Eski resimlere gülümseyerek bakabilmek ve anmak ne büyük mutluluk. Zaman su gibi akıyor olsa da, iz bırakıyor mutlaka.

O güzel birkaç saatten sonra belleğimde, fiziken elimde olmayan bir resim, sürekli gözümün önünde, neden beni hüzünlendirdiğini bilmediğim bir resim ile becelleşiyorum. Yatıyorum, kalkıyorum aklım o resimde.
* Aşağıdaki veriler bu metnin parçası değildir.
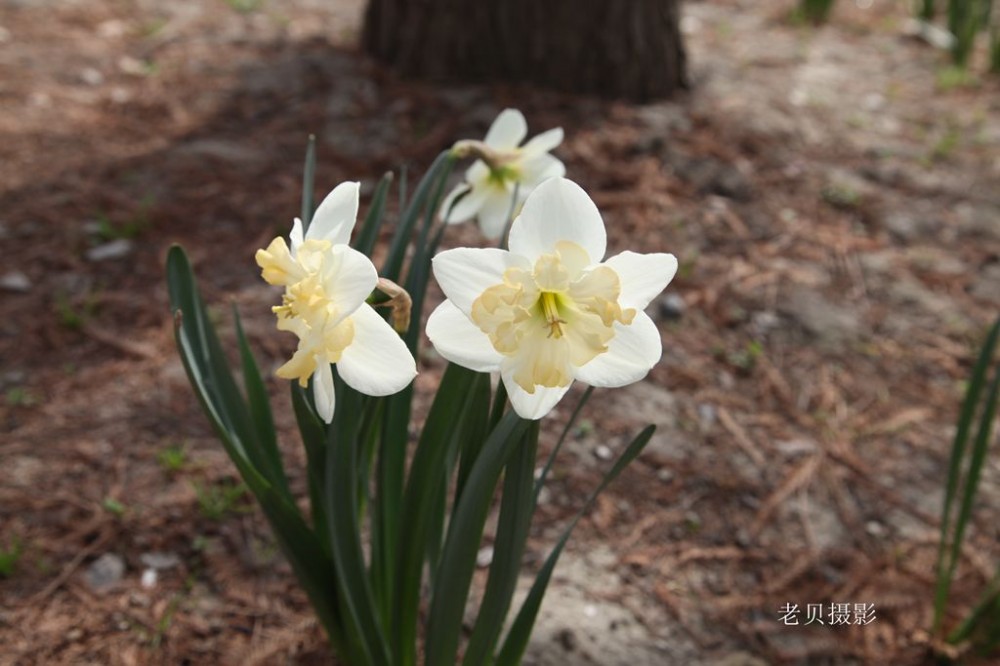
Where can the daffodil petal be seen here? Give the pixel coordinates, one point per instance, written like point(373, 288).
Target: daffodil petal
point(334, 219)
point(543, 143)
point(377, 362)
point(541, 168)
point(465, 208)
point(494, 210)
point(460, 341)
point(631, 353)
point(558, 210)
point(465, 273)
point(349, 279)
point(532, 406)
point(507, 131)
point(643, 276)
point(323, 394)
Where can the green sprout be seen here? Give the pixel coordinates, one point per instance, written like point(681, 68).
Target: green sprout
point(111, 505)
point(9, 557)
point(173, 458)
point(216, 500)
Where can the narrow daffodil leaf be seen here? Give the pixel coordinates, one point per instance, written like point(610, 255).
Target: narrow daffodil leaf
point(364, 242)
point(465, 533)
point(308, 183)
point(516, 509)
point(977, 457)
point(204, 359)
point(408, 219)
point(267, 458)
point(415, 522)
point(471, 443)
point(314, 442)
point(357, 599)
point(215, 388)
point(950, 543)
point(517, 637)
point(540, 483)
point(420, 266)
point(468, 437)
point(387, 505)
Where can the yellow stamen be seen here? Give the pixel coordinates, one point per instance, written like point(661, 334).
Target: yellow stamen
point(551, 311)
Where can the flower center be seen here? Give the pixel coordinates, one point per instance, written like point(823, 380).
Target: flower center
point(548, 320)
point(550, 308)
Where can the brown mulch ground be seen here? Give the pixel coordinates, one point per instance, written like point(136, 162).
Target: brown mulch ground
point(837, 219)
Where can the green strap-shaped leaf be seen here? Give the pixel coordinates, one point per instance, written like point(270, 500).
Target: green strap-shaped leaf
point(365, 241)
point(516, 510)
point(469, 434)
point(540, 483)
point(308, 183)
point(313, 434)
point(267, 457)
point(464, 537)
point(216, 390)
point(445, 417)
point(408, 220)
point(390, 469)
point(357, 600)
point(950, 543)
point(517, 638)
point(977, 456)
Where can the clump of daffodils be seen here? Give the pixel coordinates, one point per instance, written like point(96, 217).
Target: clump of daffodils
point(548, 311)
point(504, 173)
point(326, 286)
point(386, 551)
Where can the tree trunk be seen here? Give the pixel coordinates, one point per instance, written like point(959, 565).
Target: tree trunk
point(627, 49)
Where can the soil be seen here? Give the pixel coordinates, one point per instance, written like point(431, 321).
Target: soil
point(831, 196)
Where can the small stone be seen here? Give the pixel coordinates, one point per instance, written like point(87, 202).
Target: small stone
point(567, 639)
point(795, 447)
point(116, 249)
point(105, 572)
point(149, 577)
point(875, 528)
point(15, 281)
point(91, 76)
point(672, 307)
point(484, 557)
point(904, 226)
point(160, 561)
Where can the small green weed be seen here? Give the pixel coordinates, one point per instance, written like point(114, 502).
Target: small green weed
point(216, 500)
point(9, 557)
point(111, 505)
point(173, 458)
point(18, 396)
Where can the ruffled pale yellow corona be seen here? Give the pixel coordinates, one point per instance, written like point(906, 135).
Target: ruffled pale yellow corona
point(326, 284)
point(556, 315)
point(549, 311)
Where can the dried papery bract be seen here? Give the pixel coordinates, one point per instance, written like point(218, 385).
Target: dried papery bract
point(504, 172)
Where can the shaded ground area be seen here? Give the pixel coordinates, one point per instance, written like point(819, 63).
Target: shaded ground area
point(836, 215)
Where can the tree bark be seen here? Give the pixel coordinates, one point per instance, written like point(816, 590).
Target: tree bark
point(629, 49)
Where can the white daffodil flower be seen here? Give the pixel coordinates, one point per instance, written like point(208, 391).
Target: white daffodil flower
point(548, 311)
point(503, 168)
point(326, 283)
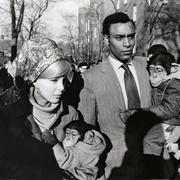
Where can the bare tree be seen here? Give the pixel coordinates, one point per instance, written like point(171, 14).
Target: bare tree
point(34, 11)
point(161, 21)
point(16, 24)
point(70, 32)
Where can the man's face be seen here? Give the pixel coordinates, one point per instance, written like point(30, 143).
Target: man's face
point(157, 74)
point(121, 41)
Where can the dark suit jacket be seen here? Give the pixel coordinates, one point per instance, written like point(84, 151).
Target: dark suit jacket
point(23, 154)
point(71, 95)
point(101, 100)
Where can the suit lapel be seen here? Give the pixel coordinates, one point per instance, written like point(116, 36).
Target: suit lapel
point(143, 77)
point(111, 81)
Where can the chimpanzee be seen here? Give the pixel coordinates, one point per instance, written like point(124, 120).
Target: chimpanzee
point(166, 106)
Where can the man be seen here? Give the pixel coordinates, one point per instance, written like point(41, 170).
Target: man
point(82, 67)
point(104, 96)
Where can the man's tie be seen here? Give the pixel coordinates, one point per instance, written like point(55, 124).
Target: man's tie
point(131, 88)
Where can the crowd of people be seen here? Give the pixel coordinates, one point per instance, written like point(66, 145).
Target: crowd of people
point(116, 120)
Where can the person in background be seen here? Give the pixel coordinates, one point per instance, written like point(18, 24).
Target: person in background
point(104, 96)
point(5, 77)
point(165, 105)
point(82, 67)
point(40, 75)
point(80, 150)
point(156, 48)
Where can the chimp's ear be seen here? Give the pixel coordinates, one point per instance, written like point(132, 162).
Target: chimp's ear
point(89, 136)
point(174, 68)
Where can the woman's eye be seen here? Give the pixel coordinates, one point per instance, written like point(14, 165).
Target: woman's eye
point(54, 80)
point(119, 38)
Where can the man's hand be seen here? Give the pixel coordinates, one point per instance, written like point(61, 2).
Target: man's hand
point(126, 114)
point(49, 138)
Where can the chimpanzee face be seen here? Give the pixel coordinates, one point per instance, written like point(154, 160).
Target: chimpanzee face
point(157, 74)
point(71, 137)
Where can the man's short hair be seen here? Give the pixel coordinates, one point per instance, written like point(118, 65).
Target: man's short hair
point(118, 17)
point(157, 48)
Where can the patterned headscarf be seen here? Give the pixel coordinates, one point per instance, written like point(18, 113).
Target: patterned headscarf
point(35, 56)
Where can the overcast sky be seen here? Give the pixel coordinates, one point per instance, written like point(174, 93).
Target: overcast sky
point(53, 17)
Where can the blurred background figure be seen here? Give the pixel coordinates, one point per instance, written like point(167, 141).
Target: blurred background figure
point(156, 48)
point(82, 67)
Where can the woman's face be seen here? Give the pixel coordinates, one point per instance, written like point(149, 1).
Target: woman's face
point(50, 84)
point(51, 89)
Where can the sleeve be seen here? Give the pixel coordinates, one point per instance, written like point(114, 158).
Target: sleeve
point(169, 105)
point(66, 158)
point(13, 169)
point(87, 105)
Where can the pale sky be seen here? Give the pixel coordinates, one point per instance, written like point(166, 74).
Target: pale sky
point(53, 18)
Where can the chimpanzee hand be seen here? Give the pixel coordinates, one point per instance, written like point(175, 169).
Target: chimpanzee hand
point(49, 138)
point(126, 114)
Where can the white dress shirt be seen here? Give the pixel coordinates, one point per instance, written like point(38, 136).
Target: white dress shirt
point(120, 74)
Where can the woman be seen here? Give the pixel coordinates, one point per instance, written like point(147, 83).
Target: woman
point(40, 77)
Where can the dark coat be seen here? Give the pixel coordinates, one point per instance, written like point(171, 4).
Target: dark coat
point(166, 101)
point(71, 95)
point(23, 154)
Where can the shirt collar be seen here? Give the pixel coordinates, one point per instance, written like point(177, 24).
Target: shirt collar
point(117, 64)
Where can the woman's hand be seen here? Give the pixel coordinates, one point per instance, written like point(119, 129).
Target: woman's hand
point(126, 114)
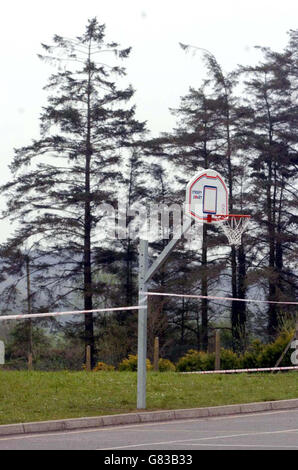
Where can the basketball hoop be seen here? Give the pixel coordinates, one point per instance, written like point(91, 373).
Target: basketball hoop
point(233, 226)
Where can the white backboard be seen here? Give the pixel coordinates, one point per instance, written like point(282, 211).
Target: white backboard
point(206, 196)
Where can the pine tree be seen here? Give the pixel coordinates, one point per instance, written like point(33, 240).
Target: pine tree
point(60, 180)
point(272, 139)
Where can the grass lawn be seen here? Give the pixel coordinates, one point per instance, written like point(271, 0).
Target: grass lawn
point(38, 396)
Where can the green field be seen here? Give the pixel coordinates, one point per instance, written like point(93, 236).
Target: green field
point(37, 396)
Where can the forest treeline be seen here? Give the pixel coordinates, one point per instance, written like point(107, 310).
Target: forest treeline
point(93, 152)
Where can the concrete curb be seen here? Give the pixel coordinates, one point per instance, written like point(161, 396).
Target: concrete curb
point(145, 417)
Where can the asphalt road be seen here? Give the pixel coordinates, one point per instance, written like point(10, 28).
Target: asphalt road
point(273, 430)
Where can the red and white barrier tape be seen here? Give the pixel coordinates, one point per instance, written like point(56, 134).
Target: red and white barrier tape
point(235, 371)
point(218, 298)
point(74, 312)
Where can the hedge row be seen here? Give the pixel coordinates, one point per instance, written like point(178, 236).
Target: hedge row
point(258, 355)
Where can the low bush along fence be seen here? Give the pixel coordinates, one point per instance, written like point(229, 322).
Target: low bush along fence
point(258, 355)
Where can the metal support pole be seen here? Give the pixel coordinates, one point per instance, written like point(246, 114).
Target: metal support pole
point(156, 353)
point(217, 349)
point(142, 325)
point(145, 274)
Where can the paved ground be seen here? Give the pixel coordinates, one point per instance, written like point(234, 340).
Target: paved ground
point(273, 430)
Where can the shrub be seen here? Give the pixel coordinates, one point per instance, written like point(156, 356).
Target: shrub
point(229, 360)
point(103, 366)
point(165, 365)
point(131, 364)
point(270, 353)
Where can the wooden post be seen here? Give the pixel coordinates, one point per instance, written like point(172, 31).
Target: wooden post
point(88, 358)
point(156, 353)
point(217, 350)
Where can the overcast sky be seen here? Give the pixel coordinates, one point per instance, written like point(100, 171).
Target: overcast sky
point(158, 69)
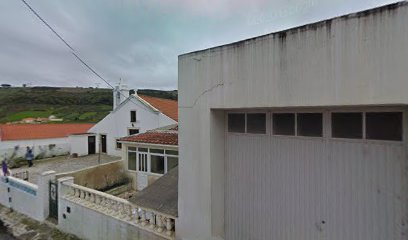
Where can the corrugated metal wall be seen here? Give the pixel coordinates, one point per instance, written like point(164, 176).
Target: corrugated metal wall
point(303, 188)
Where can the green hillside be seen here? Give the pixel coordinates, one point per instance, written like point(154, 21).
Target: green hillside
point(79, 105)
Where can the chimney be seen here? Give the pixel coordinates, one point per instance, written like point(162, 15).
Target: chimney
point(120, 93)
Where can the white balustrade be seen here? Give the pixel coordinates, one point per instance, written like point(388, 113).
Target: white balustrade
point(152, 221)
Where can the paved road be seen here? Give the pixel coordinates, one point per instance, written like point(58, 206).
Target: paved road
point(63, 164)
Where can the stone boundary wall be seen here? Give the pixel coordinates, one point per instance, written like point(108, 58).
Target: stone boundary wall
point(100, 176)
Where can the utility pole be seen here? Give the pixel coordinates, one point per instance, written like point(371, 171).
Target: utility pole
point(99, 152)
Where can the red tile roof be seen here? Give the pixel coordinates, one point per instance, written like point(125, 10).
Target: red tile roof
point(40, 131)
point(166, 106)
point(154, 137)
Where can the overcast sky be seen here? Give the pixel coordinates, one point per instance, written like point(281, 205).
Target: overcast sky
point(138, 40)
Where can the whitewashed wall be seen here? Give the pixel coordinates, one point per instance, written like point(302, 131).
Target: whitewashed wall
point(27, 198)
point(116, 124)
point(87, 223)
point(43, 148)
point(78, 144)
point(359, 59)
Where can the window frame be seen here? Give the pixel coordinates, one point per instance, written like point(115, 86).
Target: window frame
point(131, 116)
point(267, 120)
point(116, 144)
point(149, 154)
point(326, 112)
point(296, 112)
point(127, 158)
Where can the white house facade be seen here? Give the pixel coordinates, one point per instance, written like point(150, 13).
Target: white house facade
point(299, 134)
point(135, 114)
point(148, 156)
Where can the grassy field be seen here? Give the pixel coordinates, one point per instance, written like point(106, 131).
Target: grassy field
point(75, 105)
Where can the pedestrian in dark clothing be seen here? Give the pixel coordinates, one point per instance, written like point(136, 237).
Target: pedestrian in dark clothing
point(4, 167)
point(29, 156)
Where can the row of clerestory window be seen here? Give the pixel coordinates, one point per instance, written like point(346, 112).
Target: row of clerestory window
point(351, 125)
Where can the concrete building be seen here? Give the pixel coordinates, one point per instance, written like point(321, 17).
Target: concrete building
point(131, 115)
point(299, 134)
point(148, 156)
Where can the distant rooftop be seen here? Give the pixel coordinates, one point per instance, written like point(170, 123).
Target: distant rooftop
point(10, 132)
point(166, 106)
point(164, 136)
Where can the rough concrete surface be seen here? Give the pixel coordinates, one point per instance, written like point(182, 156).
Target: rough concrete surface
point(63, 164)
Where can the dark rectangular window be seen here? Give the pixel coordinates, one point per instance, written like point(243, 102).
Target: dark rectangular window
point(256, 123)
point(133, 131)
point(157, 164)
point(153, 150)
point(118, 145)
point(347, 125)
point(384, 126)
point(284, 124)
point(132, 116)
point(171, 152)
point(132, 148)
point(172, 162)
point(236, 122)
point(310, 124)
point(132, 161)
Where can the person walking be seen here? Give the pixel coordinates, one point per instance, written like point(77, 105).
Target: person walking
point(29, 156)
point(4, 167)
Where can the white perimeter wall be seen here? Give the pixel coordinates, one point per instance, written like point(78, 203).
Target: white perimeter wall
point(27, 198)
point(89, 224)
point(78, 144)
point(116, 124)
point(355, 60)
point(42, 148)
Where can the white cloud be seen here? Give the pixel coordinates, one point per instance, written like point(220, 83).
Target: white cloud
point(138, 40)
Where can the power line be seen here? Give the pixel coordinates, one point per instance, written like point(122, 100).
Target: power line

75-78  arası yıllar, çocukluğum, kıtlı kıymetli el üstünde tutulduğum, çok sevildiğimi zerrelerime kadar hissettiğim çocukluğum. Bir bayram sabahına gidiyor belleğim, anneciğim yapmış yakıştırmış gene, muhtemelen bir iki gecede dikilmiş nefis kıyafetlerim, ve yeni bambi  pabuçlarım. Çok heyecanlıyım, büyükleri ziyaret edeceğiz, babacığım yıkatmış arabamızı, hep olduğu gibi janti, top sakallı, lacivert blazer ceketli,  lacivert-kırmızı ekoseli araba koltuklarımız bile zihnimde. Beyaz bir Renault …  Annem her zamanki gibi güzel, saçlar sarı sandre, etekler mini, incecik ve bakımlı. Çikolatalar tatlılar alınmış, önce anne atalarına, sonra baba atalarına gideceğiz, ziyaretler bitince dönüşte mutlaka babacığım bizi İskender yemeğe götürecek, boğaz köprüsünden geçilecek, araba teybinde Julio İglasias çalacak,  ben Maltepe yakınlarında E5 te Atatürk büstünün olduğu yeri gördükten sonra uyuyakalacağım gene…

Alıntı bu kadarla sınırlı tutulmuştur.